Le 23 septembre
Organisé par Marion Vincent, IGR Université de Lille – SCALab, FR-SCV
Séminaires le 23/09 sur le site FR-SCV et en visio de 13 à 15h30
Boris Cheval (Univ. Genève)
Aliette Lochy (Univ. Luxembourg)
Milena Dzhelyova (UC Louvain)
Boris Cheval (Univ. Genève) – Effort Minimization in Physical Activity
While the automatic attraction to effort minimization has been widely evidenced in multiple fields, its potential role in explaining the pandemic of physical inactivity has been overlooked. In this presentation, I will first introduce the Theory of Effort Minimization in Physical Activity (TEMPA), a theory that aims to provide a more accurate understanding of the neuropsychological determinants of movement-based behaviors. Then, I will present behavioral, psychophysiological, and large-scale longitudinal data supporting the TEMPA. Finally, I will discuss the implications in terms of interventions aiming to tackle the pandemic of physical inactivity.

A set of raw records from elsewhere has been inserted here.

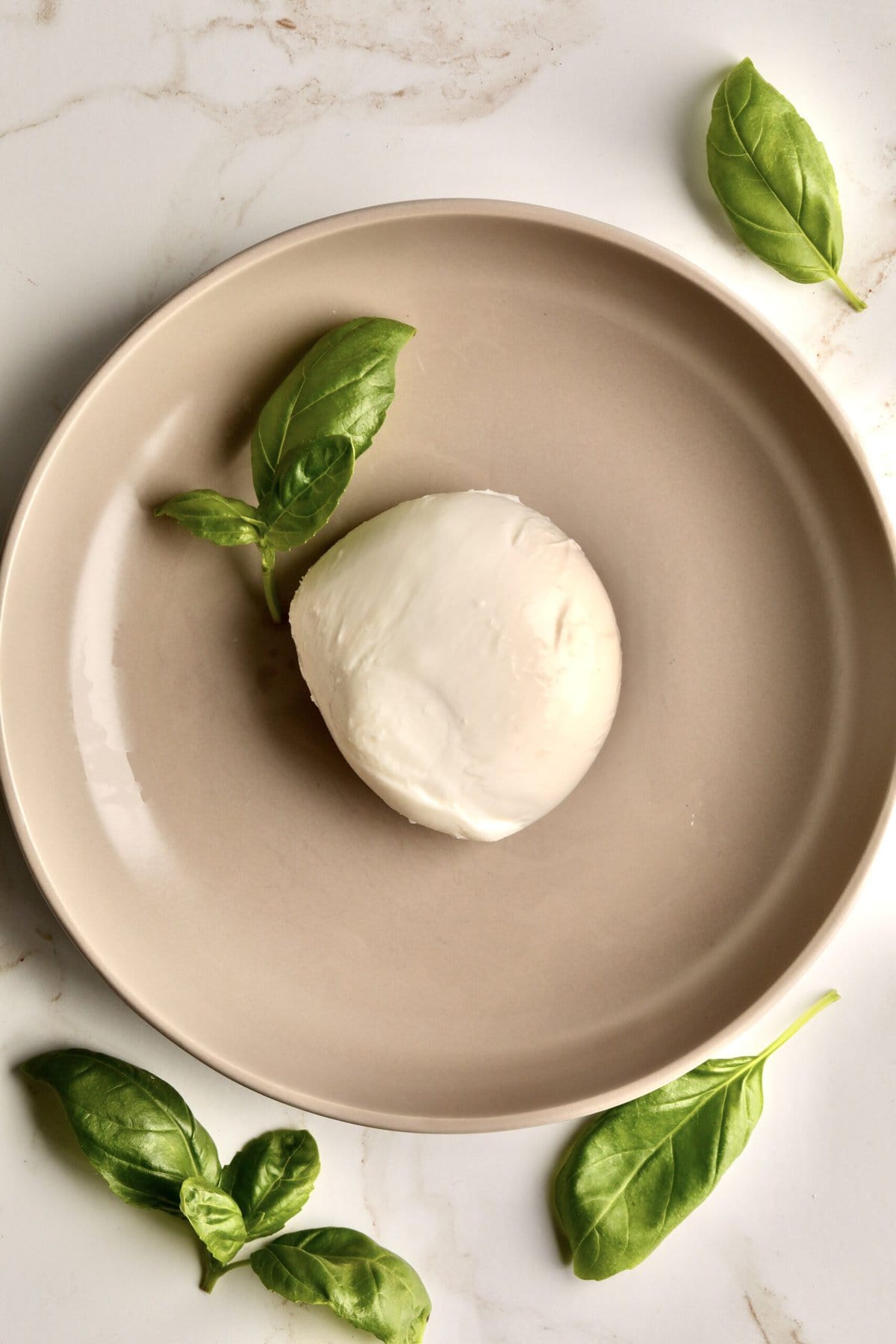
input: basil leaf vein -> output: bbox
[251,317,414,501]
[553,991,839,1280]
[180,1176,246,1265]
[22,1048,220,1216]
[250,1227,432,1344]
[156,491,262,546]
[706,59,866,309]
[261,434,355,551]
[220,1129,321,1240]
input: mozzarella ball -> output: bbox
[290,491,622,840]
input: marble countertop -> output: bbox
[0,0,896,1344]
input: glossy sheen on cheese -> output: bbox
[290,491,620,840]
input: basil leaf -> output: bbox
[259,434,355,551]
[22,1050,220,1216]
[180,1176,246,1265]
[706,60,866,309]
[251,317,414,500]
[156,491,262,546]
[220,1129,321,1240]
[250,1227,432,1344]
[553,991,839,1278]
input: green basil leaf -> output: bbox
[180,1176,246,1265]
[22,1050,220,1216]
[259,434,355,551]
[250,1227,432,1344]
[251,317,414,500]
[220,1129,321,1240]
[156,491,262,546]
[553,991,839,1278]
[706,60,866,309]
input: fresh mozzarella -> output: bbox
[290,491,622,840]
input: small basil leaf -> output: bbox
[180,1176,246,1265]
[22,1050,220,1216]
[259,434,355,551]
[220,1129,321,1240]
[156,491,262,546]
[251,317,414,500]
[250,1227,432,1344]
[706,60,866,309]
[553,991,839,1278]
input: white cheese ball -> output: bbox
[290,491,622,840]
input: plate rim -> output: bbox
[0,196,896,1133]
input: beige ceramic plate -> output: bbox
[0,202,896,1130]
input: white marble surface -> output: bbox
[0,0,896,1344]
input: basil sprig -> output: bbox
[156,317,414,621]
[706,60,866,311]
[22,1050,432,1344]
[553,989,839,1278]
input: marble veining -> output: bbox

14:30-15:30 Dans le cadre du workshop Steady-state
Aliette Lochy (Univ. Luxembourg) – Developing cortical specialization for visual word recognition: EEG studies with fast periodic visual stimulation
A crucial question in reading development is to understand how and when emerges the specialization of neural circuits for reading, how it changes with schooling, and if teaching methods impact brain networks for letters and words. To examine this issue, we used fast periodic visual stimulation (FPVS) EEG in a series of studies in young children investigating selective visual responses to letters and words. Base stimuli are presented at a fast rate (e.g., pseudofonts at 6Hz), and a categorical change is introduced periodically (e.g., words every 5 items, at 1.2Hz). If the visual system discriminates between the two categories, a response is measurable at the frequency of the categorical change. In a few minutes of recordings only, our results show that letter-selective responses are left-lateralized in posterior regions even in 5 years-old preschoolers with only rudimentary letter knowledge. Furthermore, (pre)reading abilities correlate with letter-selective responses. In a longitudinal study following young beginning readers during early formal reading education (from the 1st to the 2nd grade), an increase in letter-selective response as well as an increase in left lateralization was found, with no yet lexical responses. As reading is only acquired via instruction, it is crucial to assess the influence of different teaching methods on the developing brain responses for reading. We recently investigated in French the impact of the global method, which aims at developing mappings between whole visual word forms and corresponding lexical items. We found that poor readers, who knew only a few letters-sound mappings, were more heavily impacted than good readers, revealing engagement of the right hemisphere when processing words globally. This result showed that teaching method may impact the neural networks for reading, especially in poor readers who rely on alternative strategies like rote-visual recognition, rather than on the left hemisphere mechanisms necessary for developing the reading network. Our findings support an early emergence of ventral occipito-temporal cortex specialization for visual recognition of letters, and point to the sensitivity of FPVS-EEG approach to track its development and to assess the impact of reading interventions or educational practices.
Milena Dzhelyova (UC Louvain) – Decoding Human Facial Expression
The past four decades have seen a large amount of scientific research carried out to understand how the human central nervous system decodes facial expressions of emotion. However, valid spatio-temporal markers that uniquely define the processing of each of the different facial expressions have been extremely difficult to obtain. To address these issues, a high-density electroencephalogram (EEG) was recorded in 18 participants presented with a neutral-expression face at a rate of 5.88 Hz (F) for 80 s. Every five faces, the face changed expression to fear, disgust or happiness (different stimulation sequences). The resulting 1.18 Hz (F/5) EEG response and its harmonics objectively indexed detection of a brief change of facial expression. This response was recorded in every participant in a few minutes but was largely reduced for inverted faces, indicating that it reflects high-level processes. Although this response focused on occipito-temporal sites, different expression changes evoked reliably distinct topographical maps, pointing to partly distinct neural generators. Following this, I examined the extent to which the 6 basic human facial expressions perceptually differ from one another. While fearful faces presented as repeated stimuli led to the smallest deviant responses from all other basic expressions, deviant fearful faces were well discriminated overall, and to a larger extent than expressions of sadness and anger. Expressions of happiness do not differ quantitatively as much in EEG as for behavioral subjective judgments, suggesting that the clear dissociation between happy and other expressions typically observed in behavioral studies reflect higher-order processes. However, this expression differs from all others in terms of scalp topography, pointing to a qualitative difference when switching from a negative to a positive expression compared to switching within negative expressions. Despite these differences, we found very tight relationship between the strength of the neural discrimination response and behavioral similarity among the expression. These results were extended with more subtle expressions and in (a)typical children revealing the potential of the method to understanding facial expression discrimination in developmental, intercultural, and clinical populations.